H. Crone’s Our Lady of the Fence Post, a book-length poetic dissertation of sorts, begins as an imaginative interleaving of two narratives: the effects on the seaside community of Sunshine Bay (a cipher for Coogee) of the Bali bombings and the sighting of a Marian apparition there. The community is particularised through “bystander” characters including, Mari, Maria de Jesus, Joe, and Mae who have their own stories and afford the work a vital personal dimension. The loci and vessels of connection are place, religion (Islam, Catholicism and, more distantly, Hinduism), and the secondary impacts that “great” events wreak on “collateral” and individual lives. Crone goes so far as to hint at causality, as well as connection, by having an expert suggest that the sightings are a manifestation of the spiritual unease the bombings and their antecedents have engendered.

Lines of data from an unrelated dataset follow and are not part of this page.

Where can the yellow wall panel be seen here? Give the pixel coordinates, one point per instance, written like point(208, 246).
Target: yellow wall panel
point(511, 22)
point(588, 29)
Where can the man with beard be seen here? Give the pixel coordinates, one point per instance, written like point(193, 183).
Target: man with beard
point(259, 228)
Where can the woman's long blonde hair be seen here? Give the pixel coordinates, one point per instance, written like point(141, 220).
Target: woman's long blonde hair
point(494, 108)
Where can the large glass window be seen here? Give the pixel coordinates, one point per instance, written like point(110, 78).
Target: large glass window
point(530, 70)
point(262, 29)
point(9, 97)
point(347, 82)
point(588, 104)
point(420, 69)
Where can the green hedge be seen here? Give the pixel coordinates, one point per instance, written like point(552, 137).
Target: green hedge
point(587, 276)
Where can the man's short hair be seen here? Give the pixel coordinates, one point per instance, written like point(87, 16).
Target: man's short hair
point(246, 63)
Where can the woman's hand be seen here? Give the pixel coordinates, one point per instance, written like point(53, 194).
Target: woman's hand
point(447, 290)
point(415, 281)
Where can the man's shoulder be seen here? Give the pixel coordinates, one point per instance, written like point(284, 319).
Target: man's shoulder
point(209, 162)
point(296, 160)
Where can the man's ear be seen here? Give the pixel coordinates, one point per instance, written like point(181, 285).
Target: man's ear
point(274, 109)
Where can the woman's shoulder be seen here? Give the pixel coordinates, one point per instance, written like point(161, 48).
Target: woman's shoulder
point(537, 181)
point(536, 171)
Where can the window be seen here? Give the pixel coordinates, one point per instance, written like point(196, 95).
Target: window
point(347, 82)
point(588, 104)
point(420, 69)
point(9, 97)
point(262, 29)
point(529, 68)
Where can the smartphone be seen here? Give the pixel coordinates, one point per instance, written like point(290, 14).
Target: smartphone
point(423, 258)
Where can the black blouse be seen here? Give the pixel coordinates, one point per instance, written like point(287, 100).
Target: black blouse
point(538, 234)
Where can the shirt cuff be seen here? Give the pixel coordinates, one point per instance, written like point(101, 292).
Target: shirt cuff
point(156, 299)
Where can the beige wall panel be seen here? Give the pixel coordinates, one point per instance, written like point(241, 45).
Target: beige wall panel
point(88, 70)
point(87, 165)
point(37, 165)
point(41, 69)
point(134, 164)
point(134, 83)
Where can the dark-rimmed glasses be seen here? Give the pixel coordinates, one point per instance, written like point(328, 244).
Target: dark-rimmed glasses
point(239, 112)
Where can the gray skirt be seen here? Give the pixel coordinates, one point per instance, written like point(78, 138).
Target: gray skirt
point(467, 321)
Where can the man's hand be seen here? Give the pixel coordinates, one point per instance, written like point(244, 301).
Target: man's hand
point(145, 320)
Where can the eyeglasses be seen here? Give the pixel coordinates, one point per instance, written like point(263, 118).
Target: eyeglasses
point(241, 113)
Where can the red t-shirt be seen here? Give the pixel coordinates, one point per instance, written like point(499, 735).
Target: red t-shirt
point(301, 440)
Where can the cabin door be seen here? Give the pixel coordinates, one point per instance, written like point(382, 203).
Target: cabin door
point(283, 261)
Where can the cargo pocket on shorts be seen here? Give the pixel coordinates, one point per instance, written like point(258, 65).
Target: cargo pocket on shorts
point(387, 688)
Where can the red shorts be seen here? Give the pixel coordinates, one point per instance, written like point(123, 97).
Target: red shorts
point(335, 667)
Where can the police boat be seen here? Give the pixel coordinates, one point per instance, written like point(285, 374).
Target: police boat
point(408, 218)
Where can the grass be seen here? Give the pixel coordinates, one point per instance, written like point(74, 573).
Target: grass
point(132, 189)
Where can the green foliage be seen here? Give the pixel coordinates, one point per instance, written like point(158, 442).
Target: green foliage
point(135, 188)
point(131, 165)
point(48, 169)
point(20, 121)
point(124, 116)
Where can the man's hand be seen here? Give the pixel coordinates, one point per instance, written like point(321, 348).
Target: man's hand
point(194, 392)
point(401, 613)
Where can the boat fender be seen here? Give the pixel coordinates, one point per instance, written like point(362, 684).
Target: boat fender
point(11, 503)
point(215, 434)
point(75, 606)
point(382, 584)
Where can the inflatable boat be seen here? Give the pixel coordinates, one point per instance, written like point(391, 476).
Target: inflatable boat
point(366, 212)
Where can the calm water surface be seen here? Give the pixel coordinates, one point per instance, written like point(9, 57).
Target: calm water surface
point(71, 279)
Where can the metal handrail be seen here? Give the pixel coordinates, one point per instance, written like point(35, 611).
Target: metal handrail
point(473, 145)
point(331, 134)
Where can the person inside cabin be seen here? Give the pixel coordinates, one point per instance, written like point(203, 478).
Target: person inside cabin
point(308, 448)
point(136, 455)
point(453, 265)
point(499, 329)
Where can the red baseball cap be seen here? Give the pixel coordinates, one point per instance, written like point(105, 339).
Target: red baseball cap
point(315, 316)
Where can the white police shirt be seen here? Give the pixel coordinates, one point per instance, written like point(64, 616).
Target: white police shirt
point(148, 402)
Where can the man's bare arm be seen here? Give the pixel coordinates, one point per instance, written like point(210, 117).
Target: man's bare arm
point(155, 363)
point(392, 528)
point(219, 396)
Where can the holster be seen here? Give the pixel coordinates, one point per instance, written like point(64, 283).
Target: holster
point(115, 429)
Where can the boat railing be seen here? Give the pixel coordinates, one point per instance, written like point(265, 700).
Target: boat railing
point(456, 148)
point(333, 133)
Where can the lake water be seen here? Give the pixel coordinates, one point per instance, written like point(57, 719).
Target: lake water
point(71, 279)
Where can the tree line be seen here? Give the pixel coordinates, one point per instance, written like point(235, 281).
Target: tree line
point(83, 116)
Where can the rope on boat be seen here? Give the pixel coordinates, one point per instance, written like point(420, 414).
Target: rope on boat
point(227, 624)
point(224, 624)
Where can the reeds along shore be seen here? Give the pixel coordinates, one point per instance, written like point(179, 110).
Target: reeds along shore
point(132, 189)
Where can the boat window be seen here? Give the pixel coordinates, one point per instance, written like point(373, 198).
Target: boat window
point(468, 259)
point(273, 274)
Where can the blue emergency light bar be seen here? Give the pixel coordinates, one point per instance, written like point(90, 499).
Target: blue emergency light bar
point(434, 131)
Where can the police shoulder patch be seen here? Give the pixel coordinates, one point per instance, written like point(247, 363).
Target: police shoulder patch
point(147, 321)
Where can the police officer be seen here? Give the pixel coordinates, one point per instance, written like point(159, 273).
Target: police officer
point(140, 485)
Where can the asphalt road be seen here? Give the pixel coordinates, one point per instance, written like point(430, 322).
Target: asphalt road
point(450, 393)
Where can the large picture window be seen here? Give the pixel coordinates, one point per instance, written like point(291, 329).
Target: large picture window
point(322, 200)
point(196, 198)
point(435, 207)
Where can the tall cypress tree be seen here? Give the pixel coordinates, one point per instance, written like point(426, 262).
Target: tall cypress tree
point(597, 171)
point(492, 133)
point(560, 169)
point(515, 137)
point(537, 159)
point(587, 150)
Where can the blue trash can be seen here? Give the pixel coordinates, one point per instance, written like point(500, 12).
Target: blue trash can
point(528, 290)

The Balinese exemplify the “collateral”: affected by the terrorism of the bombers, the tourists, assertive of their right to behave as they wish, and then, the withdrawal of tourism.
The names of the women play on a sea/ mother/ “Mary” theme, as per a quotation from H.D. (Hilda Doolittle) cited by Crone. Mari owns a baker’s shop near the site of the apparitions, and is married to Joe, a man deeply affected by the bombings with a tendency towards violence. Mari is given the “briny taste of a fat lip” by Joe; Jesus/Maria is a sighter of Mary and mother to a son who died in the bombings; and Mae is a reporter with a religious upbringing.
The interleaving is illustrated stylistically in the poem, ‘How to Make Terrorists Pay’, where the lines alternate between the actions and reactions of schoolgirls and other protestors and those of Joe, as he attempts to navigate a way through them.
Crone widens her ambit as the verses progress to bring in Anzac Day, the Cronulla riots (relocated to Sunshine Bay), the war in Iraq, the rise in local influence of Islamic State, racism, and the demonisation of refugees. She also fashions a disquisition on the feminine and feminist in the poem, ‘The Inquisition’. It contextualises this concern by examining church historical views on the figure of Mary, the mother of Jesus, parallels in Greek mythology, and the conflict between a nun theologian and an exclusively male church hierarchy. A dying and unbelieving cancer patient observes, “The more the Virgin/ is elevated, the lower the status of women of ordinary birth.” I have italicised ‘virgin’ to highlight Crone’s analysis of the paradoxical refutation of female sexuality, yet glorification of motherhood as the defining female role inherent in the virgin icon.
The role of women is otherwise illustrated in the reflected musings and dialogues of Mari and Maria, their respective wife-husband and reimagined mother-son relationships and developments in their lives over the course of the work, and Mae’s Damascene evolution from reporter to disability worker. These three women eventually chart new lives for themselves since, for Crone, “resurrection” (used in the title of two poems) is personally determined─ Mae concludes:
The memory of Maria’s intense joy
in the midst of the sublime nonsense of the storm
has become a symbol in my mind
for the feeling
that I have finally become─
who I truly am.
While Crone risks diffuseness at times as she opens her gaze, the progression reads naturally enough and allows her to illustrate how a prisoner converts to Islam and radicalises as the book closes.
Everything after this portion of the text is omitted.